Quality Improvement Considerations

  • Assess:

    • Level of detail of the model.

    • All exceptions must be handled.

    • Overall accuracy of the model.

Modality & Cardinality

  • Modality:

    • Also known as optionality; defines the minimum number of instances in a relationship.

  • Cardinality:

    • Indicates the range of instances in a relationship.

    • Links with modality.

  • Cardinality Examples:

    • 0,1: Optional (zero or one instances)

    • 0,n: Zero or many instances

    • 1,1: Mandatory (exactly one instance)

Types of Entities

  • Independent:

    • Can stand alone; often prominent in the client's mind.

  • Dependent:

    • Relies on another entity for existence and identification.

    • Can become independent with an arbitrary identifier.

  • Associative:

    • Results from m:m relationships; holds current or historical data.

  • Aggregate:

    • Formed from multiple entities with a common prefix or suffix.

  • Subordinate:

    • Entity data that varies among instances.

Generalization

  • Describes a relationship between more general and more specific elements.

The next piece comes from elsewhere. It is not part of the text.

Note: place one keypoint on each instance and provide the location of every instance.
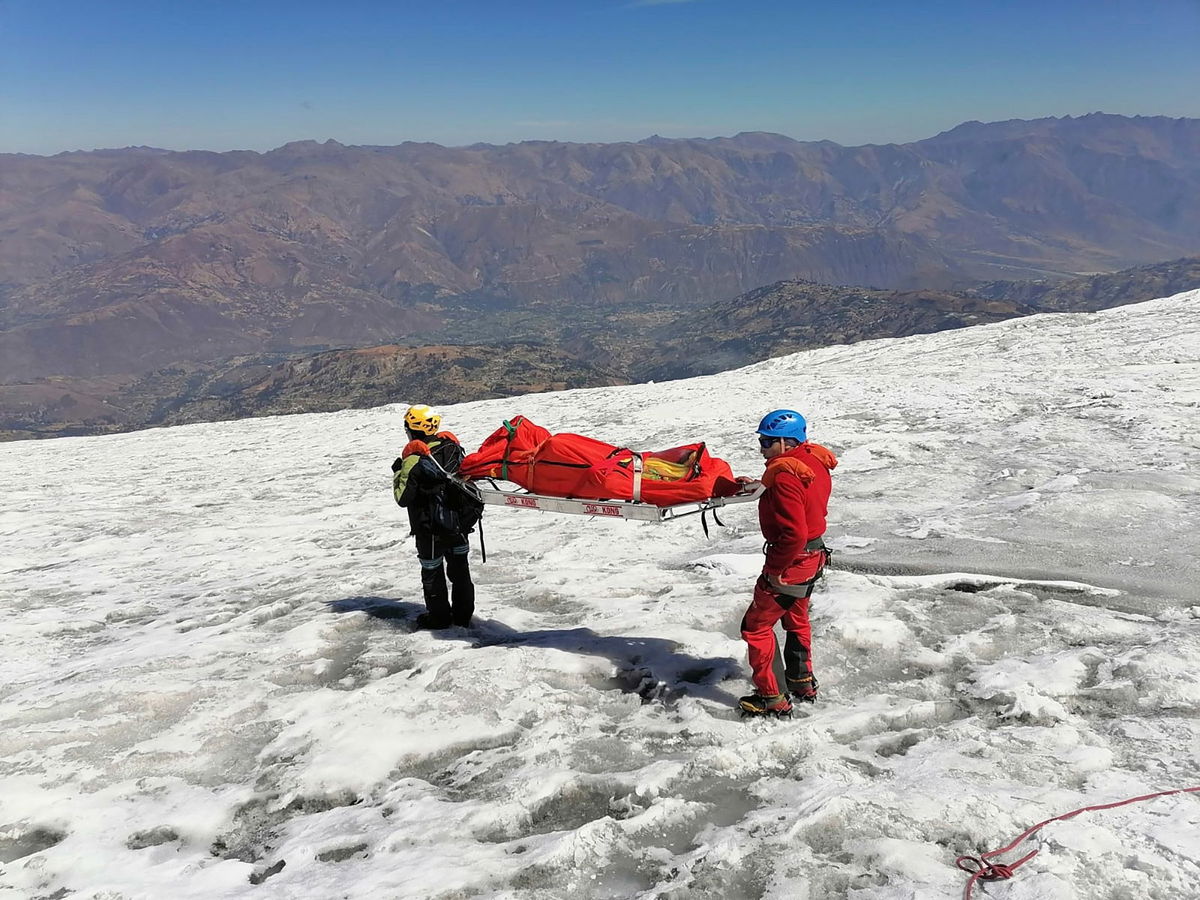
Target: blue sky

    • For each subtype, the primary key must represent the supertype's key as a foreign key.

UML Aggregation Concepts

  • Aggregation:

    • A part-whole relationship.

    • Shared Aggregation:

      • Enables multiple entities to own the same entity.

    • Composite Aggregation:

      • One entity exclusively owns the other.

Hints on Data Modeling

  • The model may expand and contract; include identifiers when necessary.

  • Ensure identifiers have a singular purpose—identification.

  • Create attributes when instance ordering is required.

  • Choose names carefully; be aware of synonyms and homonyms.

  • Maintain clarity by labeling relationships and ensuring data model accuracy.

Meaningful vs Non-Meaningful Identifiers

  • Meaningful Identifiers:

    • Draw inferences about entity attributes; can be recognizable.

    • Advantages: Easy to remember;

    • Disadvantages: Can lead to identifier exhaustion as realities change.

  • Non-Meaningful Identifiers:

    • Serve the sole purpose of uniquely identifying the entity; avoid data management issues.

    • Attributes describe characteristics of the entity.

Key Takeaways

  • A high-fidelity data model handles all exceptions.

  • Identifiers only need to distinguish an instance.

  • Data modeling skills develop over time.